GF Data collects verified terms from PE-sponsored mid-market deals ($10m to $500m of enterprise value) that the parties do not otherwise publish, which makes its multiples by size and sector the cleanest answer to what companies actually sell for. Our own valuation estimator and Multiple Report anchor to its published prints.

Limitations: quarterly, US-weighted, and the full dataset is subscription; the public prints are averages.

Argos IndexEuropean mid-market multiples

The Argos Index publishes the EV/EBITDA multiple paid for European mid-market companies every quarter, free, with a decade of history. For European owners it is the single most useful free number in the market.

Limitations: one blended number; sector and size cuts stay behind the methodology.

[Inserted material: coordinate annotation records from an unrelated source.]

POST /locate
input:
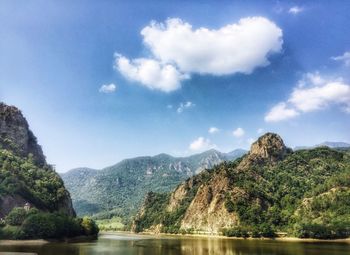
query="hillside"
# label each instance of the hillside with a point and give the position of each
(304, 193)
(33, 200)
(119, 189)
(25, 176)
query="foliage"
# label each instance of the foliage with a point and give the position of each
(16, 216)
(307, 194)
(119, 190)
(36, 224)
(39, 185)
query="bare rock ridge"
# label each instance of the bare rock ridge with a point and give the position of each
(269, 148)
(203, 197)
(19, 184)
(16, 136)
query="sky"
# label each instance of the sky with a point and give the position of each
(100, 81)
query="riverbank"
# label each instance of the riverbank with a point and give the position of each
(46, 241)
(283, 239)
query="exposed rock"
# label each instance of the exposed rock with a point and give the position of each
(269, 148)
(16, 136)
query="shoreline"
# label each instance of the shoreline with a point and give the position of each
(47, 241)
(281, 239)
(163, 235)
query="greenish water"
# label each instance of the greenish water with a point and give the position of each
(141, 245)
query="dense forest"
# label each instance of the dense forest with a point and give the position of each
(304, 194)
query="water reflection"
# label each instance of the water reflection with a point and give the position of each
(145, 245)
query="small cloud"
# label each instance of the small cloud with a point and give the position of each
(316, 93)
(185, 106)
(295, 10)
(344, 58)
(238, 132)
(107, 88)
(201, 144)
(250, 140)
(280, 112)
(213, 130)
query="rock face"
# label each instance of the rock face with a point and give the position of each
(37, 184)
(16, 136)
(123, 186)
(268, 149)
(201, 201)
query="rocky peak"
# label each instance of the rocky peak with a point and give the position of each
(269, 148)
(16, 136)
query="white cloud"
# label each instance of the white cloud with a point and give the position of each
(295, 10)
(238, 132)
(280, 112)
(316, 93)
(107, 88)
(345, 58)
(260, 131)
(184, 106)
(201, 144)
(213, 130)
(150, 73)
(250, 140)
(177, 50)
(239, 47)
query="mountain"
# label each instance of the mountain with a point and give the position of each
(271, 189)
(333, 145)
(24, 174)
(120, 189)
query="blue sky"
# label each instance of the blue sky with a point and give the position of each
(241, 68)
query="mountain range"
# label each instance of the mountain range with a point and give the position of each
(121, 188)
(305, 193)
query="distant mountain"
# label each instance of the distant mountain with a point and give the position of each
(333, 145)
(120, 189)
(271, 189)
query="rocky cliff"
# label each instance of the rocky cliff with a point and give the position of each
(16, 136)
(24, 175)
(262, 192)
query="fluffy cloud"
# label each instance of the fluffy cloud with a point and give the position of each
(295, 10)
(201, 144)
(184, 106)
(238, 132)
(260, 131)
(108, 88)
(177, 50)
(150, 73)
(344, 58)
(213, 130)
(312, 93)
(239, 47)
(280, 112)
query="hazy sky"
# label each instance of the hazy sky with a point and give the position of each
(100, 81)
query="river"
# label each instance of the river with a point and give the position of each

Lincoln MMIPrivate value trend

Lincoln's Middle Market Index tracks the enterprise value of thousands of privately held companies quarter over quarter, the closest thing the private mid-market has to a stock index.

Limitations: it describes portfolio marks more than transaction prices; read it as trend, not as your multiple.

The daily flow

PE Hub, AltAssets, Buyouts and the wiresWho bought whom, today

The trade press and the press-release wires (GlobeNewswire's M&A feed above all) remain where deals surface first in machine-readable form. Together they cover sponsor activity from megafund to lower mid-market add-ons.

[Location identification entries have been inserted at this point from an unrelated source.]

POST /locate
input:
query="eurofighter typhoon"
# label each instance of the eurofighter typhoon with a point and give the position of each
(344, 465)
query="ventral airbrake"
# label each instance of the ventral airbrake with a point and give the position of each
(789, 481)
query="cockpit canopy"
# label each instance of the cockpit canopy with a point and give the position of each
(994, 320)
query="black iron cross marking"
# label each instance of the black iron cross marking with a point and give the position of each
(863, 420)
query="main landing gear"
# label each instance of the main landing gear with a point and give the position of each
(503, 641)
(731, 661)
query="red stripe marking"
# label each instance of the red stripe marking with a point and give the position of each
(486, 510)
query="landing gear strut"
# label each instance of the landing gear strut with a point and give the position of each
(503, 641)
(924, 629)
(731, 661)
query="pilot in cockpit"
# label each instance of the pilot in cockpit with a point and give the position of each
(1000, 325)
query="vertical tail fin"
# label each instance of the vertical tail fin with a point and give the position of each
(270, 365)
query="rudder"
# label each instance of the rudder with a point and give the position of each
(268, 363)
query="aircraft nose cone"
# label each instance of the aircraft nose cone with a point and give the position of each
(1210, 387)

Limitations: volume without classification; the signal is buried in fund closes and people moves unless something filters it.

LPG Market deskClassified daily deal flow, free

Our Market desk reads those wires daily, keeps only genuine transactions (M&A, PE, large private rounds, no small VC), classifies each by type, sector, and reported value, writes a morning brief, and saves every buyer and seller into a growing entity graph you can click into. It exists because we wanted it for our own deal work.

Limitations: it classifies public reporting; it does not see unannounced processes. For what a specific company is worth, data ends and a process begins.

FAQ

Common questions.

What is the best source for private company deal multiples?

GF Data for verified US mid-market multiples by size and sector, the Argos Index for the European mid-market quarterly figure, and Lincoln's MMI for the value trend over time. Public averages from these sources anchor most credible mid-market valuation work.

Is there a free way to track private equity deals daily?

Yes. PE Hub, AltAssets, Buyouts and the GlobeNewswire M&A wire publish machine-readable deal news free, and LePrince Group's Market desk aggregates and classifies them daily into a single feed with a morning brief.

Why is private market data so hard to find?

Because confidentiality is part of the product: sellers and buyers rarely disclose terms. The data that exists is either contributed under anonymity (GF Data, Argos), tracked by journalists (Mergermarket), or inferred (PitchBook estimates), which is why ranges and sources matter more than any single number.